I believed that access could be built. That education could change outcomes. That prevention, when done well, could protect people before crisis ever arrived. I still believe those things matter.
What I wasn’t prepared for was how often the system fails the very people who are doing everything right.
Textbooks didn’t prepare me for the gaps. For the way access depends on zip codes, insurance cards, and timing. For how mental health and physical health are spoken about separately, even though they live inside the same body.
They didn’t prepare me for caregiving realities. For what it looks like when people are doing everything they are told and still falling through cracks that shouldn’t exist.
I’ve watched people sit in hospital rooms trying to understand instructions they were never set up to follow at home.
I live inside healthcare now, not just academically, but personally.
I see the ways the system fails people who are trying. I see how exhausting it is to navigate care when you’re already unwell. I see how often responsibility gets shifted onto individuals without acknowledging the barriers placed in front of them.
Healthcare should be a right, not a privilege. I believe that deeply.
And I also believe personal responsibility matters.
Both can be true.
What I’ve learned is that health is not one size fits all.
It’s shaped by access, education, support, stress, genetics, and timing. It’s shaped by systems we inherit and choices we make within them.
What frustrates me most is that we often pretend the solution isn’t visible. That it’s too complex to address. That accountability belongs to one group instead of being shared.
The truth is harder and simpler.
The system is broken because we allow it to stay fragmented. Because we separate health from humanity. Because we resist fixing what we can see plainly in front of us.
Public health taught me theory.
Life taught me reality.
And the gap between the two is where the work still lives.
What I know now is this.
Health is never just clinical.
It is human. It is shaped by access, by stress, by support, by what people carry long before they ever walk into a clinic.
If we want better outcomes, we have to stop separating care from the reality people live inside.

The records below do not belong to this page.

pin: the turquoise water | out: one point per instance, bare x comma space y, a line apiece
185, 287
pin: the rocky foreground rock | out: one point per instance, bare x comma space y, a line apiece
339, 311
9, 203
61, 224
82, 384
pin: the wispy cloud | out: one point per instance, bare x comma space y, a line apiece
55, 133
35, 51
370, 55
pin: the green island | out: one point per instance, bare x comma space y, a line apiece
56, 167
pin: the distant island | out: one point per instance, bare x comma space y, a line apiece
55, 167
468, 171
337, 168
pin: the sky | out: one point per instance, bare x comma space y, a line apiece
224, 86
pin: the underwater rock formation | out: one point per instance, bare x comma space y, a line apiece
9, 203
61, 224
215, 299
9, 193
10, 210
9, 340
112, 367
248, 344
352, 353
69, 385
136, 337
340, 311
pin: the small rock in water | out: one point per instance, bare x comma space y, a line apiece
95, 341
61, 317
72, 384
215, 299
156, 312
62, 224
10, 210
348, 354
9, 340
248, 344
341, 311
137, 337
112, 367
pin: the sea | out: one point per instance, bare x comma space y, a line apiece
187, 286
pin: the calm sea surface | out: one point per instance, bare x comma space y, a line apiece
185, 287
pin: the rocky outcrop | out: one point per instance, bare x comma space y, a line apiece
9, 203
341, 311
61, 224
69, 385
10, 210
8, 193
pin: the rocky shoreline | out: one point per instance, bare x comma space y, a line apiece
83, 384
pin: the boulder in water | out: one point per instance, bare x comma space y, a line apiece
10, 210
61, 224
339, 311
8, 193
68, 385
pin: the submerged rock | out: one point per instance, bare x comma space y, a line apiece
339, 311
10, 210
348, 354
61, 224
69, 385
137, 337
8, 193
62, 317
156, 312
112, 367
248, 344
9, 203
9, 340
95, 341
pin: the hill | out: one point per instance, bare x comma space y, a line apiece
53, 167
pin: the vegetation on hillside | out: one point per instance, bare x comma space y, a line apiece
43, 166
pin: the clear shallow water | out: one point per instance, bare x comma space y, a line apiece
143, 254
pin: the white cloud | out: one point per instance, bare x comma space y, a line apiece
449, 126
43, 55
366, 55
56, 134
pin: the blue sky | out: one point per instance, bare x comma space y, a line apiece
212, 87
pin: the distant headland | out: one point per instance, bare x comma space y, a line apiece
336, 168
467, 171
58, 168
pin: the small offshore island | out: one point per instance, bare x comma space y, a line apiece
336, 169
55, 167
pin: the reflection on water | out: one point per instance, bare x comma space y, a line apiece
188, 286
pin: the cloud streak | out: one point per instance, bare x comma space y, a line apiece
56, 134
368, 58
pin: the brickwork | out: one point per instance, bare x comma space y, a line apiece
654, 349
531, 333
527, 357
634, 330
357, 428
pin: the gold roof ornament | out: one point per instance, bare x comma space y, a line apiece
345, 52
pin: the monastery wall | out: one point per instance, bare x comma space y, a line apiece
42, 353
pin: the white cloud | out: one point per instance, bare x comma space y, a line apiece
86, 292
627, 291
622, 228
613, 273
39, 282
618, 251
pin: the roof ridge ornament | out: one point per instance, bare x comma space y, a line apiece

We have to listen longer. Look closer. Acknowledge what is working against someone before we decide what they should do differently.
Today is World Health Day.
And while it often focuses on awareness, I find myself thinking about accountability.
Not just at the system level, but in how we see people.
Because real health does not begin in policy. It begins in understanding.
And maybe that is where the work still lives.
Not in theory, but in how we choose to care for people right in front of us.